Conclusie: de software is nu multitasking. Maar nu de programmeur die dat ene stukje code dat 10 taken kan verrichten feitelijk maakt. Doet die programmeur dat simultaan met andere activiteiten of heeft hij/zij daar zijn/haar volle aandacht voor nodig?
eerste hand
Dag Marten Hoffmann,
Software – of een stukje programmacode – kan multitasking zijn geworden zonder dat de programmeur zich daarvan bewust was. In mijn voorbeeld gaat het om een programmeur die zich bewust was daarvan. Die was daadwerkelijk mentaal met drie of vijf of tien verschillende opdrachten tegelijkertijd bezig. Dat zou bijvoorbeeld ook voor drie of vijf of tien verschillende klanten kunnen zijn.
Ik kan je uit vrij betrouwbare bron melden dat zo’n programmeur dan soms nog gewoon andere dingen kan doen. De mooiste stukjes programmacode schijnen overigens te ontstaan in de file op de A2. Legpuzzelen schijnt ook wel eens te helpen. Weer andere programmeurs schijnen alle problemen op te lossen terwijl ze half-lallend over de bar in een cafe hangen.
Allemaal voorbeelden van niet tegelijkertijd
Deze programmeur heeft die tien verschillende opdrachten niet tegelijkertijd gekregen. Ze komen niet op hetzelfde moment aan en hij lost ze niet tegelijkertijd op.
Het verschijnsel dat U hier beschrijft, ken ik ook. Ik kan ergens een nachtje over slapen. De volgende ochtend los ik mijn probleem plotseling op. Ik heb die ervaring bij cryptogrammen. Er worden dan, terwijl ik slaap of iets anders doe, door het brein allerlei associaties gemaakt. Als ik er dan weer eens bewust mee bezig ben, komt de oplossing naar voren. Maar ik ben dan niet in een diepzinnige analyse bezig met mijn psychiater, terwijl ik tegelijk een bouwbestek doorneem.
Dat is wat anders dan multitasking.
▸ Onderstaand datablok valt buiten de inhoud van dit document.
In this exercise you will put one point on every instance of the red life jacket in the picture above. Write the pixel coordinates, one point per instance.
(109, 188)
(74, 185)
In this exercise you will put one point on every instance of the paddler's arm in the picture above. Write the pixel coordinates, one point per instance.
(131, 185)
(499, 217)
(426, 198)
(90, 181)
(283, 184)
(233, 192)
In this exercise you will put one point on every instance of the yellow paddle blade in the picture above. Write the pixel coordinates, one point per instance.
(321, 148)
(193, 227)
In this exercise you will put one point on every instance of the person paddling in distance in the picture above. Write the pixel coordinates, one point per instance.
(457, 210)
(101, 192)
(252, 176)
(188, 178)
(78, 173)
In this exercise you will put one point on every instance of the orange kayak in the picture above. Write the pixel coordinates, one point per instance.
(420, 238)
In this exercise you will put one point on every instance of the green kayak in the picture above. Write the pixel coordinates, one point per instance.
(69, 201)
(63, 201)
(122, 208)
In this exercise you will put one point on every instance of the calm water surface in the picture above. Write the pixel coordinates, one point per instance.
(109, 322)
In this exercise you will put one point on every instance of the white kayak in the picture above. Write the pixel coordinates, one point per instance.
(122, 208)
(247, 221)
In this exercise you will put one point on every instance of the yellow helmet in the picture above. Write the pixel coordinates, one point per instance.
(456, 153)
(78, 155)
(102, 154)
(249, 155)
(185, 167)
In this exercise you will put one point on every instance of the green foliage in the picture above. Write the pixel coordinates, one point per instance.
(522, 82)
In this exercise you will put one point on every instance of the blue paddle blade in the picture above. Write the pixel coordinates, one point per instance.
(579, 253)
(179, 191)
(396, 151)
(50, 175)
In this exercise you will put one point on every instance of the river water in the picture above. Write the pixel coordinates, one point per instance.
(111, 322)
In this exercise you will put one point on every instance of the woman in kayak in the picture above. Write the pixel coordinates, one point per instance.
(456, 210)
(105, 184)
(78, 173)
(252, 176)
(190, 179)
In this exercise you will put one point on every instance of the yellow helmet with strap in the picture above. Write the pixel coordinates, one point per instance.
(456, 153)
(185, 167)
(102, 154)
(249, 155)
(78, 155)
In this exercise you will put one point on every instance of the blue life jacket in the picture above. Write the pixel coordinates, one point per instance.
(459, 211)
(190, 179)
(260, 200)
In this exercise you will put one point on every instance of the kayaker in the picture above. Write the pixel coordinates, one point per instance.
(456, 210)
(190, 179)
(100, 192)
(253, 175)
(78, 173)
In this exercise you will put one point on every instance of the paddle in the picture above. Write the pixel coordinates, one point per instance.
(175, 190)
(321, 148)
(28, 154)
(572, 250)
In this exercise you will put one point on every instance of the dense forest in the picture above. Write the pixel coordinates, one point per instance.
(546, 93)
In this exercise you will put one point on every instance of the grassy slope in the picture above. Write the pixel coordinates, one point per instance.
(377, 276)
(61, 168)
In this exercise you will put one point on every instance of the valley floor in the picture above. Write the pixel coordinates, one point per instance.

Je kunt geen ingewikkelde, aandachtvragende dingen tegelijkertijd goed doen.
casuistiekerij
Geachte Philippens,
Zoals aangekondigd: elk voorbeeld leidt tot ’tegen-voorbeelden’.
In dit geval gaat u het gegeven voorbeeld deconstrueren vanuit het vermeende verschil in het moment waarop de opdracht tot de taak is gegeven. Dat is zoiets als zeggen dat een leerling niet tegelijkertijd het huiswerk geschiedenis en het huiswerk aardrijkskunde zou kunnen maken omdat de eerste taak in het derde uur is geformuleerd en de tweede taak in het zesde uur. Die deconstructie is echter niet effectief: het is mogelijk dat een ICT-er een klant aan de lijn heeft met een probleem, en tezelfdertijd een e-mailtje leest waarin een andere klant een ander probleem voorlegt, waarbij de ICT-er beseft dat die twee problemen – die ogenschijnlijk niets met elkander van doen hebben – dezelfde factor gemeenschappelijk hebben.
Het voorbeeld dat u geeft is ook een voorbeeld van multi-tasking. U heeft uw lichaam de taak gegeven tot rusten, en dat doet het lichaam ook keurig want u ligt te slapen. Tijdens dat slapen blijft uw lichaam echter allerlei andere taken uitvoeren. Als u dan wakker wordt, blijkt u een oplossing voor een probleem te hebben gevonden (waarschijnlijk niet zozeer omdat uw brein allerlei associaties heeft gelegd, maar veeleer doordat allerlei associaties waardoor de oplossing werd tegengehouden, zijn weggevallen).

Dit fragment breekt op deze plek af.